Leading a life of learning


By Myra Lewin

One of my favorite parts of leading our Yoga and Ayurveda teacher trainings is watching our students undergo incredible transformations. Every person is a little different, but after seeing hundreds of these transformations, I find that those who undergo the greatest shifts approach their learning without expectations. They look at their time with us as an experience that will lead them to their next step, even if that step isn’t quite clear at the beginning. They come with a willingness to let go of what they think they know, and emerge a more refined version of who they really are. 

​There is another big difference in these students -- they realize that learning is not just something they do in a training; it is a way of living. If you are studying Ayurveda and Yoga, or simply want to enjoy more out of life, this approach is the best way to see how deep the healing can be. 

​The path to mastery

When students graduate from our Yoga teacher training or our Ayurvedic health counselor program, I remind them that this is not the end of their studies. This is not to push them to seek out a long list of certifications in different practices as many people are drawn to do, but to encourage them to go deeply into what they have learned. This is the path to mastery, and it is much more fulfilling than trying to do it all.

Immersing yourself in your studies is not just about reading a shelf full of books or getting a certificate. Your intellect will never lead you to intuitively understand Ayurveda and Yoga, nor will it allow you to teach these practices from an authentic place if that is your goal. The best way to learn is to live it. Live the principles of Ayurveda and Yoga every single day of your life (this is possible even if you have a “day job”) and you will know them without effort. 

This style of learning by living is especially important if your aim is to teach or counsel clients. You can only guide someone to a place where you have gone yourself. When you have done the work to release attachment to the coffee habit that aggravated pitta and vata for so many years, you will be more capable of assisting another person to do the same. If you know how to adjust the styles of cooking based on your dosha balance, you will be able to support your students from your daily personal experience. 

How to choose a teacher

Not so long ago people learned by apprenticeship, which meant developing a lifelong commitment to a path of study. That came from developing a relationship with a teacher, one that unfolded as each person grew and learned. I believe this is the best model to gain deep understanding. 

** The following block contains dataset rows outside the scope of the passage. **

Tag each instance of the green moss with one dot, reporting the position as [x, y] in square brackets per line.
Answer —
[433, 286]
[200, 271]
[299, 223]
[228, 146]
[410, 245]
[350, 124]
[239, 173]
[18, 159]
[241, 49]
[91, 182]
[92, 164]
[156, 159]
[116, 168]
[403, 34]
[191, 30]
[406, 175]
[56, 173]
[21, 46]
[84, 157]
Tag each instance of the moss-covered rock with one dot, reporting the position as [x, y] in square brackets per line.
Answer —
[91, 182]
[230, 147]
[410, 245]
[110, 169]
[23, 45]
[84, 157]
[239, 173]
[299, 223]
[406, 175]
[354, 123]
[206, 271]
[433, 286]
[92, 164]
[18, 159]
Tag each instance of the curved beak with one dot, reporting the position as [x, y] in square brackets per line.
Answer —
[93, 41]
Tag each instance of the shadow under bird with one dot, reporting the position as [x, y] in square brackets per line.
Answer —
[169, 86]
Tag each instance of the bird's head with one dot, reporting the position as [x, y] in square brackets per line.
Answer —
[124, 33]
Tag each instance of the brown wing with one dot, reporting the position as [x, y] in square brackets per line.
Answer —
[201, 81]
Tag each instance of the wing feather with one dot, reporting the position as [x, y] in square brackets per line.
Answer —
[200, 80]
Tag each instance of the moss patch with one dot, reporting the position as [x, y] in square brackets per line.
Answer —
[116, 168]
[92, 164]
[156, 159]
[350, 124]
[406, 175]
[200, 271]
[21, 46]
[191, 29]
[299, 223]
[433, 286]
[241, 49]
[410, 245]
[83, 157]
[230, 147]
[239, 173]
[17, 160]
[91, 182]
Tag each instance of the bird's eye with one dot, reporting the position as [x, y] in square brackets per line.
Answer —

In the traditional style of Ayurveda and Yoga, students would dedicate themselves to a teacher and one set of practices for a time. After working closely with a teacher, the student would return home and continue with their personal practice. Here, the teachings would unfold, taking the student into a better understanding of who they are, their dharma and their true nature. When the student was ready for the next step, they would return for more training.

This manner of learning allows the student to own his or her education by avoiding the traps of parroting the teacher or trying to do things “right.” This is a worthy model to follow, but you must choose your teachers wisely for it to be effective. 

I sought out my teachers based on the values I wanted to bring into my own life. The best ones were committed to their personal practices and lived the principles they shared with their students. They taught through connection to the divine, not by memorizing the texts. And, most importantly, they saw that they were on a lifelong course of self-discovery, a path that unfolded as a result of their teaching, not in spite of it. 

When you work with your teachers, respect the wisdom they are sharing, but don’t take everything you learn as truth without trying it on for yourself (even if it comes from me). Put the teachings into practice in your own life. If they are in alignment with your path, you will feel more open. If they feel like they don’t fit, pause before you reject them outright. Go within and explore this question: Does this teaching rub up against some part of your life that you are resistant to changing? If your response comes with emotional charge, it is a sign that you should go toward this teaching and not away. 

​Accessing your personal power

Your teachers are here to help you grow as a human and a spirit. Be grateful for what they are sharing and the lineage of teachers who shared it with them. Honor the path they have walked before you, just be sure not to give them your personal power. A true teacher will not ask for it. 

When people give up their power to a teacher, meaning, they become unable to think for themselves, it is because they lack a sense of who they are. This often comes from an underdeveloped sahasrara (crown) chakra. This chakra is the connection between your higher self and your body. When it is strong, you have clarity about your direction in life. You can make decisions for yourself and have few problems devoting yourself to a course of study or a teacher because you can easily distinguish your truth from another person’s. 

Many of us weren’t taught to think for ourselves, so making conscious efforts to do so will shift your life in incredible ways. You can strengthen this ability by limiting your exposure to mass media, meditating daily (try our guided meditation on accessing your personal power) and including matsyasana in your Yoga practice, a pose that brings awareness to sahasrara chakra. Commit to listening to your internal wisdom and you’ll be rewarded with more confidence and a greater sense of self. 

​Be a lifelong student

The study of Ayurveda and Yoga is limitless. I am still amazed at what I learn after nearly three decades as a student. Much of this unfolding happens in my personal daily practice. As my awareness expands, so does my patience and determination to learn. 

Allow your course of study to reveal itself naturally. Set intentions, but don’t become attached to the path you expect to walk. There is a good chance it will not look the way you planned. It’s okay if you don’t have all the answers right now. You have many lifetimes to learn. Go deeply, slowly and with great reverence for what is opening before you.